The cat in the photo is Meriadoc Brandybuck (Merry). He and his brother, Peregrine Took (Pippin) came to live with us in 2017 and quickly realised they were on to a good thing. The other cats are a little more aloof (except Mo, but he deserves a blog post all to himself really). When I write, I’m usually surrounded by a pile of snoring animals. Bramble often sleeps behind my chair, so when I roll it backwards, I run over her long, Border Collie tummy hairs and she shrieks like a banshee.

But if you’ve made it this far, you’re probably wondering why I haven’t answered the question. Why a cat?

Well you see, Merry likes to whisper in my ear when he sees me becoming distracted by social media or emails. You could call him my inspiration, I suppose, since his suggestions for plots tend towards the gory, with disembowelment and disfiguring incisions featuring prominently. You could even say that he’s the reason I turned to crime.

Paying it Forward

Since I began writing fiction in 2014, I have received help, encouragement, advice and friendship from so many other writers, all over the world. This writing community is a very special place, and I’ll never be able to pay back all the folks who have given freely of their time and expertise to help this bouncy, over-enthusiastic new writer with more energy than skill. But I can try to pay the favour forward, and that’s what I try to do these days.

Earlier this year, I was lucky enough to be awarded a grant from the Arts Council of Northern Ireland for delivering a free online writing course. I hoped to target marginalised people, those with disabilities, chronic illnesses, carers and anyone who was struggling to attend formal classes, and I was overwhelmed by the response from the community of Northern Ireland.

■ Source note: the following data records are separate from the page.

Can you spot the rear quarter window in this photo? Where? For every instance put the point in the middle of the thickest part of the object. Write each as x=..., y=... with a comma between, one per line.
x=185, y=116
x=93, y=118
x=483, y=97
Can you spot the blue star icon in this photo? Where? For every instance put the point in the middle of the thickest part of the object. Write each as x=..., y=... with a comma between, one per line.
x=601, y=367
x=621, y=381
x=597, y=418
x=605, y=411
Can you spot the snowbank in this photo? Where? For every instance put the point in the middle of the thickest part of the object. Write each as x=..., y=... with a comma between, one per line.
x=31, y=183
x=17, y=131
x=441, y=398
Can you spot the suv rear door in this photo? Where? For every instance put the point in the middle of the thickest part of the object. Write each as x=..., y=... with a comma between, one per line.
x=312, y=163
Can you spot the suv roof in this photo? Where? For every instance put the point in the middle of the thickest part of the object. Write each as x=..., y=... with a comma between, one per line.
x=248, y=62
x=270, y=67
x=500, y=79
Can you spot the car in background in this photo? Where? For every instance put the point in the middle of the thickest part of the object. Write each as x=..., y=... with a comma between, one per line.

I ended up running three separate groups to meet the demand, and together we learned how to create engaging short stories, how to edit them, and how to get them published. The vast majority of attendees were from my target groups, which was wonderful. Instead of an effort, I found each session strengthened me, almost recharging my batteries, as I watched people’s confidence grow.

At the end of the course, I sent out an anonymous questionnaire and the feedback was reassuring. People had enjoyed the course and learned from it. The only suggestion for improvement that came up (more than once) was that the course should have been longer. Not a bad criticism!

So, I felt guilty that I hadn’t made it longer, although my own health and my own caring duties meant that I’d made it as long as I’d thought my stamina could cope with. Then I wondered what else I could do to help this fledgling writing community. To pay it forward.

The answer came from one of the subgroups of the Society of Authors of which I’m a member. A lovely woman called Sofia posted a link to the London Writers’ Salon (LWS), a group of writers who meet three times a day Monday to Friday on Zoom, and just write together whilst muted (after a short introduction and some words of wisdom). I signed up, and after the first session, I was hooked! This was something I could bring to local writers in Northern Ireland.

A couple of weeks ago, I set up Ulster Dedicated Writers, a smaller and less ambitious version of LWS. I’d already paid for Professional Zoom thanks to the Arts Council’s funding, so why not put it to good use. We began small, on Tuesdays and Thursdays at 10am, with only the previous members of my writing classes invited, but once we realised how useful these dedicated writing times are, we are starting to expand. We have new members, friends of existing ones, and we’re up to three sessions a week (aiming for four next week).

How does it work?

Anyone interested in joining us emails me (or uses my website contact form) and I add them to the contact list. Each week I send out the Zoom link, and we all pop up on the screen one by one, introduce ourselves, chat briefly about what we’d like to achieve that session with our writing, then I mute everyone and we write. For just under an hour and a half, all I see on my screen is the top of people’s heads as they type or handwrite their poetry, novel, short story, blog, whatever.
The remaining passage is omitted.